A new study looks at how feeding and the desire to eat is regulated by stress-related emotional responses.
Eating is a behaviour that is strongly influenced by stress-related emotional responses. Emotional states, in response to potential environmental dangers, compete with the desire to eat thus making eating a complex behaviour. Temporary changes to eating habits can be the body’s adaptive mechanism in response to emotional states of anxiety, stress, or fear. In chronic eating disorders, such as anorexia nervosa, patients have abnormalities in their emotional states – these include stress and anxiety.
Previous research has established that stress can increase or decrease a person’s motivation and desire to eat, however, the mechanisms in the human brain responsible for this influence remains unknown. In new research published in Nature Communications, a team of scientists from the United States explored the neural circuitry of the brain involved with stress-related emotional responses and its influence on eating behaviour by studying mice models.
The scientists focused their efforts on two parts of the brain: an eating-related region and an emotion-related region. They discovered the presence of a specific neural projection of communication from a key feeding region of the brain (containing glutamatergic PVH neurons) to another region of the brain associated with fear, aggression, and other emotional states important for establishing eating behaviours (containing LSv neurons). Inhibiting this neural communication caused a decrease in anxiety levels and increased eating. On the other hand, activating it caused an increase in anxiety and a decrease in the desire to eat that was significant enough to overcome the hunger-driven desire to eat. The scientists believe this neural communication plays an essential role in processing potential environmental risks that can influence a temporary stop in eating to avoid danger.

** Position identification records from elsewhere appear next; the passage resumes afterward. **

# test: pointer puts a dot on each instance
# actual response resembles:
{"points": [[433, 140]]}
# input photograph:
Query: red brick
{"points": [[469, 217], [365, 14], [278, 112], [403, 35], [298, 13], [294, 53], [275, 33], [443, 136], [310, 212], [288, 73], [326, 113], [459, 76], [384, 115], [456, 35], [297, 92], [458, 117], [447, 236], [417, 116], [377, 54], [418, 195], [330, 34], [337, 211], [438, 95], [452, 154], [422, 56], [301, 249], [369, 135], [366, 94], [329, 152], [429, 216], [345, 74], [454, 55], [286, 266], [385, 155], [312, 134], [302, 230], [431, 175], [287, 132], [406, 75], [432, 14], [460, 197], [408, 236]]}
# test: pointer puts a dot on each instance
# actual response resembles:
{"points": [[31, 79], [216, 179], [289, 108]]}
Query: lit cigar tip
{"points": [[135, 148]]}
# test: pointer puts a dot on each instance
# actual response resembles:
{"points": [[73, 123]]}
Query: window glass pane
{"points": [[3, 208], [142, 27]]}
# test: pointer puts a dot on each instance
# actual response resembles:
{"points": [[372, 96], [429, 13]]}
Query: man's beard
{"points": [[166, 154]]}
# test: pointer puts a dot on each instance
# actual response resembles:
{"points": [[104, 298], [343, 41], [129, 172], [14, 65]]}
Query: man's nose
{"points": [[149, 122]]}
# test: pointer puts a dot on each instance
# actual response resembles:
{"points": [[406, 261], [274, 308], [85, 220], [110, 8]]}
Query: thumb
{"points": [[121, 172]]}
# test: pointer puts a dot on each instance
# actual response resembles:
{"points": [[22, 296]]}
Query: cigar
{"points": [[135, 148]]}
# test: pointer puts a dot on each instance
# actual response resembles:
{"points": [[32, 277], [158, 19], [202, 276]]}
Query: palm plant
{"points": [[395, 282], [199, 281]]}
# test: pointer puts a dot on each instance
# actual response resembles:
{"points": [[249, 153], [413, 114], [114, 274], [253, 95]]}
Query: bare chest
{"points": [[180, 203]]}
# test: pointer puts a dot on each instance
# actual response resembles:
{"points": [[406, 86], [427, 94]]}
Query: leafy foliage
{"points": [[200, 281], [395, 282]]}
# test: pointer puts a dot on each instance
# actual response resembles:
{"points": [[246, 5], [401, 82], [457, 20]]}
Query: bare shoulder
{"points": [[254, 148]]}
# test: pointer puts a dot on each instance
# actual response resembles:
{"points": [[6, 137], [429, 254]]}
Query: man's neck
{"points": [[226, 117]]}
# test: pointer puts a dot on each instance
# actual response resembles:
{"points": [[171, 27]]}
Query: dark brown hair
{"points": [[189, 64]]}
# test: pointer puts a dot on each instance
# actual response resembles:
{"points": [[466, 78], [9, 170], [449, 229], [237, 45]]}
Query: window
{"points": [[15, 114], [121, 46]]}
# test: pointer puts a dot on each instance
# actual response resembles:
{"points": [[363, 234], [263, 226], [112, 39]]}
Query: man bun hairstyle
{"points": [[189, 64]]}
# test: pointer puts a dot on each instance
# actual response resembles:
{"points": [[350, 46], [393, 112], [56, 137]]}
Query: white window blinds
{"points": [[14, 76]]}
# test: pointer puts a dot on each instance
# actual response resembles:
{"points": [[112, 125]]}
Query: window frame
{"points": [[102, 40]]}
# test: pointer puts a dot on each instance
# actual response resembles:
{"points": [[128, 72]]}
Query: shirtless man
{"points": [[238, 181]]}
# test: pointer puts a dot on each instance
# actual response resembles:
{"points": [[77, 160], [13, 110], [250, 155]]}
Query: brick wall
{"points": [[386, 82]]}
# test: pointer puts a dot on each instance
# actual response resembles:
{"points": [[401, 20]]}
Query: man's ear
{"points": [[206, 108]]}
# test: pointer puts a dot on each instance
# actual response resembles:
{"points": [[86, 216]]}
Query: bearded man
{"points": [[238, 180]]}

The researchers report that these findings are the first to demonstrate the role of this neural communication in stress-related emotional responses and eating behaviours. Since the nervous system of mice and humans share similarities, their results can provide valuable insight into how the human brain regulates emotions and hunger. They hope this study can help current efforts in developing treatments for serious eating disorders.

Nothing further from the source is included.